Here’s how: Use Start Search, look for recovery and choose “Create a recovery drive” from the results. Make sure you have an 8 GB or bigger USB flash drive, and leave the option “Copy the recovery partition from the PC to the recovery drive” selected.

Download the Surface Pro 3 recovery image and create an uber recovery drive

Microsoft makes a Surface Pro 3 recovery image available for download: this is critical for restoring your device back to its factory fresh state if everything goes wrong and the on-device or USB-based recovery tools are unavailable for some reason. This image will be used to create a special recovery drive—it requires a 16 GB USB flash drive—that includes everything that is normally on a USB recovery drive plus the recovery files that are normally accessed from the Surface Pro 3 disk.

To get the image, you will need your Surface Pro 3 serial number, which is written in tiny gray text on the slightly lighter gray Surface Pro 3 kickstand. Good luck with that. (I needed a magnifying glass and a light.) The download is a 6.4 GB ZIP file. Once you’ve downloaded the file, unzip it to your desktop. Then, format the USB flash drive as FAT32 (more on that in a moment), erase it and rename it to something obvious like RECOVERY. Then, copy the contents of the folder you just uncompressed onto the recovery drive. Put it in a safe place and retain that ZIP file just in case too.

Remember: the flash drive MUST be formatted as FAT32. NTFS will not work.

Learn how to boot your Surface Pro 3 into the UEFI firmware, and from a USB flash drive

You won’t typically need to access the Surface Pro 3 firmware—called UEFI, for Unified Extensible Firmware Interface—all that often. But you should know how to do it:

First, shutdown Surface Pro 3. Then, press and hold on the Volume Up button and press Power. Keep holding down on Volume Up until the Surface logo appears, and then release it. Surface Pro 3 will load the UEFI firmware, which you can navigate with keyboard, mouse or touch. (Take that, BIOS.)
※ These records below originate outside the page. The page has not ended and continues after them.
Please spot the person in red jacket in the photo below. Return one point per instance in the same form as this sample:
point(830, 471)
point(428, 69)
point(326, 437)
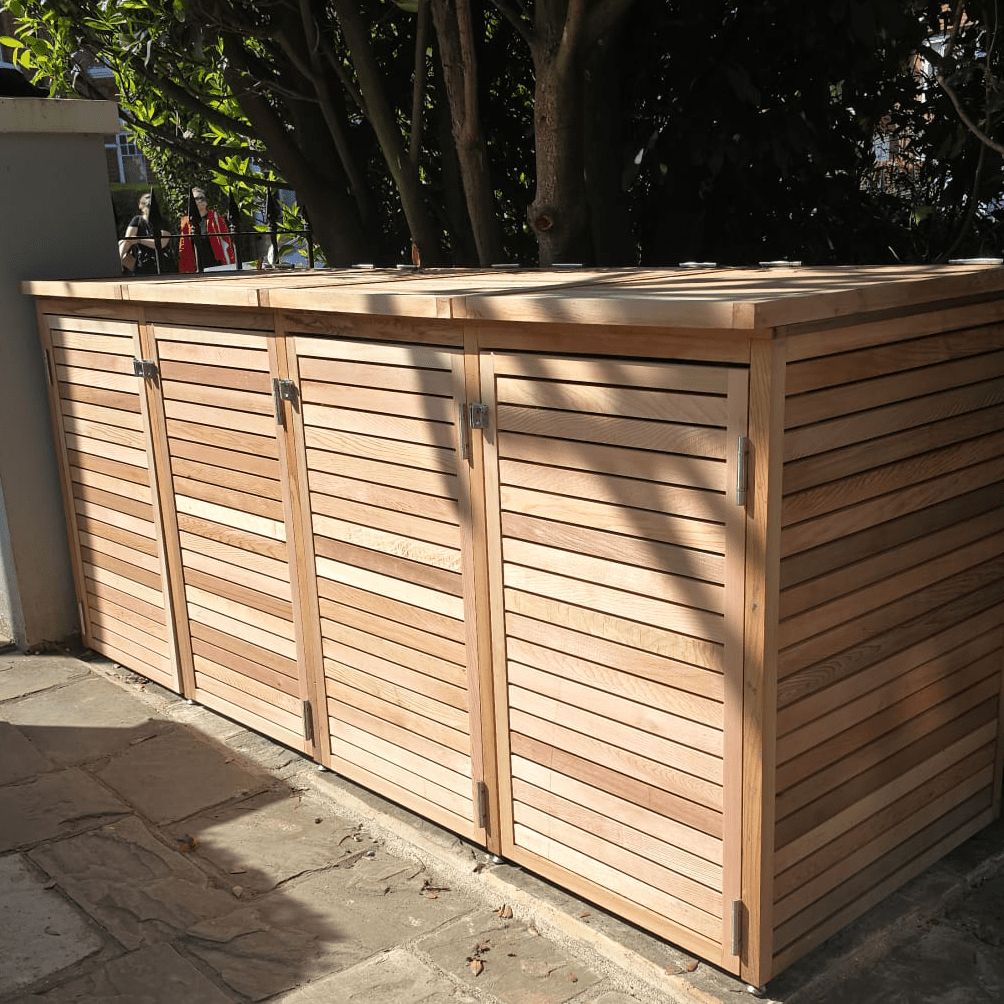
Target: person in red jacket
point(210, 237)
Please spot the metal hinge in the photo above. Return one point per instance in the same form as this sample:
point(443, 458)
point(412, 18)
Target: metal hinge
point(282, 390)
point(742, 459)
point(482, 799)
point(470, 416)
point(145, 368)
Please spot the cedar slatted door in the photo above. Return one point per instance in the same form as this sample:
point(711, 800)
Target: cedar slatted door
point(234, 542)
point(111, 509)
point(616, 613)
point(390, 508)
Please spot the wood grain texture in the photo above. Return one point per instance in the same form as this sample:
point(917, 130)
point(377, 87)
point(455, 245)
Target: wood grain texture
point(608, 568)
point(890, 662)
point(391, 539)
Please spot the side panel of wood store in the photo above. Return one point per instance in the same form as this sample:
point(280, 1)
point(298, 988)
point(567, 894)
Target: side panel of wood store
point(683, 590)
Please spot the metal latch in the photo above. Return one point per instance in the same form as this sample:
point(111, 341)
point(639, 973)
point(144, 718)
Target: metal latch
point(282, 390)
point(482, 798)
point(470, 417)
point(741, 469)
point(478, 416)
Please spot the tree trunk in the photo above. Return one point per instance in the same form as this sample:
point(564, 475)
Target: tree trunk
point(455, 32)
point(317, 179)
point(382, 117)
point(559, 214)
point(609, 213)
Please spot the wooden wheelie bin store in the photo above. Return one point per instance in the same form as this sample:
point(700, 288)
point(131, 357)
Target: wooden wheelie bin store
point(681, 588)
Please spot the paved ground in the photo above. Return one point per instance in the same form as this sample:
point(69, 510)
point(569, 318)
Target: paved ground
point(153, 852)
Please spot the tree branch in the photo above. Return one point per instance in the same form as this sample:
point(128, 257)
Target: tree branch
point(419, 84)
point(516, 19)
point(964, 115)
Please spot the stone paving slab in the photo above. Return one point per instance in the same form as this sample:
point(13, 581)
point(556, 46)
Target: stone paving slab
point(396, 977)
point(82, 721)
point(18, 758)
point(518, 965)
point(40, 933)
point(266, 839)
point(138, 889)
point(258, 958)
point(54, 805)
point(22, 675)
point(174, 775)
point(153, 975)
point(320, 924)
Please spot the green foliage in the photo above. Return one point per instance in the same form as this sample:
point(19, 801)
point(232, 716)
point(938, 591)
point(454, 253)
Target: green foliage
point(741, 132)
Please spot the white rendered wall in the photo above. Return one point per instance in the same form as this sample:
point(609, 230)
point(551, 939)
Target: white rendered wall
point(57, 223)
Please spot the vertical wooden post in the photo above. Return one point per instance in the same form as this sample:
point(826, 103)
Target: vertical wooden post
point(302, 567)
point(65, 480)
point(467, 383)
point(166, 514)
point(999, 763)
point(763, 525)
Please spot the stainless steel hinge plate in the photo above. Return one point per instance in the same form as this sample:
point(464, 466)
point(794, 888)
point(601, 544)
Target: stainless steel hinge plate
point(742, 472)
point(737, 926)
point(282, 390)
point(482, 804)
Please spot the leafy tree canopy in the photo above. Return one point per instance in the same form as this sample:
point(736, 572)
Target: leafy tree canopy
point(616, 132)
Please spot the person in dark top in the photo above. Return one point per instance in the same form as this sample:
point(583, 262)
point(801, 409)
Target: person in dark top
point(137, 249)
point(210, 238)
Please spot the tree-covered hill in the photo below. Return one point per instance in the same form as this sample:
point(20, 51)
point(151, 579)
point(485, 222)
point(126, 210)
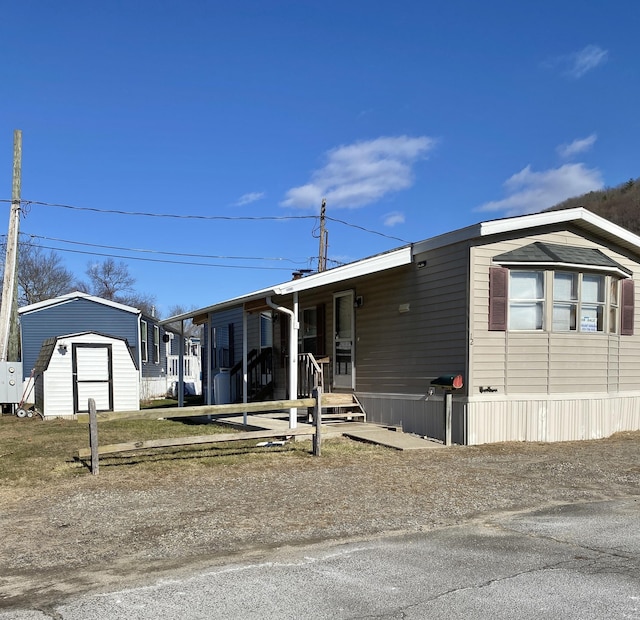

Surface Pro 3's UEFI-based firmware interface.

Surface Pro 3’s UEFI-based firmware interface.

Booting from a USB disk is similar:

Power down Surface Pro 3. But this time press and hold on Volume Down, then press Power, and then release Volume Down when the Surface logo appears. (Alternatively, you could configure the firmware to use a boot order of USB -> SSD but then you would need to be careful about leaving in bootable USB flash drives.


Recovery environment, accessed from bootable USB drive.


If you find that a USB flash drive is not booting your Surface Pro 3, there’s probably a simple reason: the flash drive MUST be formatted as FAT32. NTFS will not work. So when you are making a recovery disk as above, or a Windows 10 (or whatever) install disk as in the coming dual-boot article, make sure you’re using FAT32 not NTFS. I will provide instructions as needed.

You may be wondering why FAT32. I certainly was, given that NTFS is more powerful, modern and efficient. I’ve never seen a proper explanation, just that EFI/UEFI-style firmware is compatible with FAT-type disk formats, but not NTFS.

Furthermore, UEFI cannot boot from an MBR-based partition, and must use GPT partitioning instead. This has an important ramifications when it comes to creating a Windows 10 (or other version of Windows) install disk as I’ll describe later. But GPT is actually more modern than MBR, so this one at least makes sense.

Make sure you can boot Surface Pro 3 with the two disks you just created

Now, make sure it works. You don’t want to discover you screwed something up when you really need this tool.

Shut down Surface Pro 3. Insert one of the recovery disks. Hold down Volume Down and power up. When the Surface logo appears, release the Volume Down button. The tablet will boot off the USB disk.

OK, now you’re ready for anything.

Including, as it turns out, dual-booting Windows 10.